A great age of innovation and engineering genius was to follow, with Edinburgh-born inventors like Alexander Graham Bell and scientists like Joseph Lister playing a leading role in Scotland's immense contribution to human scientific knowledge. Edinburgh today continues to exude an intellectual buzz, being one of the world's leading research centres in medicine, artificial intelligence and bio-technology which, of course, has given the world a futuristic icon of design in Dolly the Sheep. The city has also always been a leader in the financial world, with the Bank of Scotland dating back to 1695 and many of the great insurance and investment houses being established here in the Victorian era. Today its one of Europe's top financial capitals with an on-going reputation for innovation in delivering services to customers.

The first Edinburgh International Festival was held in 1947. Over fifty years later Edinburgh is now known as the Festival City, for the hugely successful International Festival has spawned not only the world-famous Fringe but a further eight major festivals that take place every year covering literature, film and television, science, children, folk, jazz, Hogmanay and the multi-cultural Mela.

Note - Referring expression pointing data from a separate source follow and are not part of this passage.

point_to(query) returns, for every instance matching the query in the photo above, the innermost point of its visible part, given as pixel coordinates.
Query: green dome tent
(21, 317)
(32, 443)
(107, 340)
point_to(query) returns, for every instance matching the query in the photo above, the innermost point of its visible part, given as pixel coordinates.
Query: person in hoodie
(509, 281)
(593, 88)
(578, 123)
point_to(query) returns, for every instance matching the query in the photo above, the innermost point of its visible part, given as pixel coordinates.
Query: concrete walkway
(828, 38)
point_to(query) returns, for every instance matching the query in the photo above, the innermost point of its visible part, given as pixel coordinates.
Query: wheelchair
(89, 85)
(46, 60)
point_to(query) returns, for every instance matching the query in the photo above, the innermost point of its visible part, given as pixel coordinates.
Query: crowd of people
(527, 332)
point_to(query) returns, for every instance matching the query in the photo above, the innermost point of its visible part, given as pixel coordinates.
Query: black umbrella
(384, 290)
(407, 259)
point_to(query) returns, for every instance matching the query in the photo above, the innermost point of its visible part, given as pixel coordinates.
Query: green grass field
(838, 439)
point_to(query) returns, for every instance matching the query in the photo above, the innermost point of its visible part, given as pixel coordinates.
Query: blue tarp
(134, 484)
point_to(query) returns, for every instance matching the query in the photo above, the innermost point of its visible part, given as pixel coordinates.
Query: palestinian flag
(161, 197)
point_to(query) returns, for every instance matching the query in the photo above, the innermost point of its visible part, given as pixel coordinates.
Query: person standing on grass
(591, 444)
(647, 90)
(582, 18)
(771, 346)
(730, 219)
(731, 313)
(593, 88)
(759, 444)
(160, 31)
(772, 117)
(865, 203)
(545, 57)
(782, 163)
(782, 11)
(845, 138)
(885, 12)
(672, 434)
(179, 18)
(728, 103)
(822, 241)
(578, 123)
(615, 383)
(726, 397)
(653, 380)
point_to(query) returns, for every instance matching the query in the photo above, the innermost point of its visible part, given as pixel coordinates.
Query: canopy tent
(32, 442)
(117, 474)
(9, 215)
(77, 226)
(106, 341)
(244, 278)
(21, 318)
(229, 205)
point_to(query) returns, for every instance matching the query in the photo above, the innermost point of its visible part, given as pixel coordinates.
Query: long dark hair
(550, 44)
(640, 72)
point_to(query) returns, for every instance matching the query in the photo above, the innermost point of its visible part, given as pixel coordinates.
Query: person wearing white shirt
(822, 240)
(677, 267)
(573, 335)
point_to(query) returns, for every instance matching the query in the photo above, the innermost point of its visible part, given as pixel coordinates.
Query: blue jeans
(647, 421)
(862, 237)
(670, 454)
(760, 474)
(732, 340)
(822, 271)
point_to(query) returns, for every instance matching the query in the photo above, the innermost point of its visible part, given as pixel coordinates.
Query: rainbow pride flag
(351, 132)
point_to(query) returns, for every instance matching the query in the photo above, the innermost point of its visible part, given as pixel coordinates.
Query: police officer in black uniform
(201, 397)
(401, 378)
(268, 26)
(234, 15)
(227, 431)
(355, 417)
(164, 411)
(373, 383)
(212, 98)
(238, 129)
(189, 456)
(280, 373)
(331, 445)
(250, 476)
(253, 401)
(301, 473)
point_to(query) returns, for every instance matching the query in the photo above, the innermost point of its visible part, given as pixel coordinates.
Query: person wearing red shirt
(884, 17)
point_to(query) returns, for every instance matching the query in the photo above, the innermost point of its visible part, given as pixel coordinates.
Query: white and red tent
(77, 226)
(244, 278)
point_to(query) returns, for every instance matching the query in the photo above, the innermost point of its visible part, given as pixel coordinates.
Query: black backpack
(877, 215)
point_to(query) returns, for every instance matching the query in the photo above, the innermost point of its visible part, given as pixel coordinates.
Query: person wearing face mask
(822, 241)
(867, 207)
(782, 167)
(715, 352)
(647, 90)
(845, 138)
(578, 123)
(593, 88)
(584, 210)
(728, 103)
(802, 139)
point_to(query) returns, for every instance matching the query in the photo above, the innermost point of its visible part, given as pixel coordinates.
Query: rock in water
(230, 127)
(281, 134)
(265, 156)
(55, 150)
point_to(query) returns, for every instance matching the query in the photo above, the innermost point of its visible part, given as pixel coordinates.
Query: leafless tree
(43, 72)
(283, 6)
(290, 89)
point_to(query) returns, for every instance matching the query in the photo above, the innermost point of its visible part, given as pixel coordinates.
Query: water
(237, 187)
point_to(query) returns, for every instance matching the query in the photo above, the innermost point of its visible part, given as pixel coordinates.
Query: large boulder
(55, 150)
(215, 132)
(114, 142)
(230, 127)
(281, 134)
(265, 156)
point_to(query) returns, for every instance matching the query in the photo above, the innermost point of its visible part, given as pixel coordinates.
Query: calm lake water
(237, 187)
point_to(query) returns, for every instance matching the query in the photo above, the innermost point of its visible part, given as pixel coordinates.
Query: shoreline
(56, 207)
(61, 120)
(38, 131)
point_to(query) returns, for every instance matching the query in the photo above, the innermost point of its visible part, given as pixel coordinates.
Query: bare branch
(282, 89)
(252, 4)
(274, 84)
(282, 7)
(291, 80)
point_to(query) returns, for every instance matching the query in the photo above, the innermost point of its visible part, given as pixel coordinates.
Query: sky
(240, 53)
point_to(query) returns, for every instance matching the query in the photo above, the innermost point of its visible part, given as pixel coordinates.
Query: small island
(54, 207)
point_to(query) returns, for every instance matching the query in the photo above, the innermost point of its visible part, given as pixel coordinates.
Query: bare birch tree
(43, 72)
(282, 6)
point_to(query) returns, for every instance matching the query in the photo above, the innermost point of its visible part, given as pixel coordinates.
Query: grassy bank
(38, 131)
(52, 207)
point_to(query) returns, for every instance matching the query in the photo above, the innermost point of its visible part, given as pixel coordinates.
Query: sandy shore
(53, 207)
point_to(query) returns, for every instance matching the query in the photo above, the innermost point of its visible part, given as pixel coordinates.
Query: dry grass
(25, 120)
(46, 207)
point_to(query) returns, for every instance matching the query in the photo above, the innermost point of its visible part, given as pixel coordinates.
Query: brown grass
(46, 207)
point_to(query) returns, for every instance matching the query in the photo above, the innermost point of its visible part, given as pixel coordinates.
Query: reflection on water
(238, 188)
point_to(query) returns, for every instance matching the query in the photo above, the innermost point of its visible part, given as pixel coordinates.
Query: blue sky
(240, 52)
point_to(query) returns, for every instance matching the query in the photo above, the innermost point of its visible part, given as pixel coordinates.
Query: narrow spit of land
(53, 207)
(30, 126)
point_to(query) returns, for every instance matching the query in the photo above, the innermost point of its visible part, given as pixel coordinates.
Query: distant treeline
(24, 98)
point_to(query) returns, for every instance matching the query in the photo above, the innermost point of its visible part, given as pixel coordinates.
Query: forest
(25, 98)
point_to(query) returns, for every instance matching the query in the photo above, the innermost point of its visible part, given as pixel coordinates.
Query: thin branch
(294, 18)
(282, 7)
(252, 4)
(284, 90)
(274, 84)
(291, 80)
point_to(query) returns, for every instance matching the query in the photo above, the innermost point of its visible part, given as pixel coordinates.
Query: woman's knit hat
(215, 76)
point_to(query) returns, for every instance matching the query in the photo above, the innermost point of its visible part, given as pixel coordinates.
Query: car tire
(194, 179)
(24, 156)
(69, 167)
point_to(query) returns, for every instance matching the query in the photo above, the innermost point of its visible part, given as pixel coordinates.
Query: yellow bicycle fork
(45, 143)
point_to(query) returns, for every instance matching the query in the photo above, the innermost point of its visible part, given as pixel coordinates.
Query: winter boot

Richard Demarco is right when he says that the festival has given Edinburgh a sense of its true destiny. The excitement, stimulation and sheer variety that Edinburgh offers its citizens and its visitors by way of its festivals is fantastic. Edinburgh itself has become synonymous with culture and ingenuity the world over: a truly international icon of the celebration of the creative spirit. So, for when Edinburgh finalises its thoughts on design icons watch this space.